バスケットに空色雨傘差しかけて
ユウキは薄暗い光に目を覚ました。まだ夜か。目を再び閉じるが寝付けず体を起こした。
瞼も頭も重いし、怠い。ふかふかのベッドから降り、ユウキは洗面台の鏡に顔を寄せた。
ああ、最悪。顔を顰める自分と目が合う。酷く不細工な顔。目は不自然にやや腫れている。
キュッキュッと蛇口を捻り、水を出した。ゴッゴッゴゴ。排水口へと流れる水。
それをぼんやり眺めながらすっかり白くなってしまった掌で水を掬い上げる。冷たい。息を吐いてそのままユウキは顔へとバシャバシャかけた。
ほんの少しだけ気持ちが落ち着いた。少なくとも虚しさと寂しさはまだ心の中で燻っている。簡単に手放せない感情だった。
「早く手放さなきゃいけないのに…」
クレア、クリス、クリスの職場の優しかった人たち、大学の友人たち、シェリー、そしてレオンの顔を思い出し再び目頭が熱くなる。

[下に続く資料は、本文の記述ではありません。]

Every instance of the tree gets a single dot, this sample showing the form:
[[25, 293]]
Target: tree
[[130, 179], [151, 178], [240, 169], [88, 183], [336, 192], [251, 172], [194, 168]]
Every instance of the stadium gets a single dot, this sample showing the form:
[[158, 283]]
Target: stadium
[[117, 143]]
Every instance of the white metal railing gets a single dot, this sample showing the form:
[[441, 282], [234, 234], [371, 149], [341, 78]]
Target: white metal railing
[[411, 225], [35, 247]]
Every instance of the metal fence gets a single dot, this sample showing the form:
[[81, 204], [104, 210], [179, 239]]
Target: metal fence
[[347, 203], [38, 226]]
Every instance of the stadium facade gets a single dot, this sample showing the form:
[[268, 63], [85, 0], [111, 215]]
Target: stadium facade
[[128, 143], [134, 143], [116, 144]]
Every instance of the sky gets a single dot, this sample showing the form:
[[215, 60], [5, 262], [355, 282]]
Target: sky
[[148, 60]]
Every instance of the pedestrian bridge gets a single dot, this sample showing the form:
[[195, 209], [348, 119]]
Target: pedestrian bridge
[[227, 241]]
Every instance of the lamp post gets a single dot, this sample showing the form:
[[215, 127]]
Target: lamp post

それを誤魔化すように何度も水を掬い上げて顔へと押し付けた。思い出してはいけない。
集中しなければいけない。訓練に。強くなるためにも感傷に浸ってはいけないのだ。
キュッと蛇口を捻って水を止め、備え付けのタオルで手と顔を拭いた。
鏡の中の自分が自分を見つめる。思わず笑ってしまった。酷い顔。
「スッキリした」
自分の感情なんて知らないばかりに素っ気なくユウキはそう言った。
しかし夜にしては少し明るい気がする。ユウキは大きな窓に近づきカーテンを一気に開け放った。窓を叩く雫。
ああ…雨が降っていたからいつもより暗かったのだ。
コンコン、とドアを叩く音に振り返る。
「はい」
ドアが控えめに開き、サングラスを掛けた厳ついスーツの男が入ってきた。
「ユウキ様、お客様がいらしています」
「お客、様…?私に、ですか」
チラッと時計へ視線を遣ったが出立まで時間は十分ある。
「ええ、客間へと既に案内したとのこと」
「アダム…義父さんはそのことをご存知ですか?」
…ああ、まだ言い慣れない。
「ええ」
「誰、ですか」
「恐れながら私の口からは言えません」
苦く笑いながら男は「どういたしますか」と聞いてきた。
会うしかないだろう。ユウキは頷いた。
「着替えたら行きますので」
「はい、それでは失礼」
ガチャン。ユウキはアンティーク調のドアノブに指を滑らせた。
後ろを振り返り、自分の部屋の広さを改めて実感する。家具の何から何までどれも一級品。
まるでお嬢様にでもなったかのようだ。いや、実際似たような立場にはなったが…。
「柄じゃないってば…私」
アダムがユウキを自由にする為にとった措置。
それはお察しの通り、アダムがユウキを養子として迎え入れられることだった。
アダムの養子となれば娘という理由で自由になれる。単純で何とも大胆な措置だ。
しかしだからといって訓練がなくなったわけではない。勿論、毎日欠かさず行っている。
サボるなんて甘い考えは持てないのだ。実はほんの少し最初の頃に一般職に就ける夢を見たのだが現実はやはり上手くいかないよう。
ユウキはスーツ一式を衣装タンス(家庭用一般サイズではない)から取り出し、ベッドへと放り投げた。
「あ、やっば。早くしなきゃ」
来客だ。お待たせさせるわけにもいかない。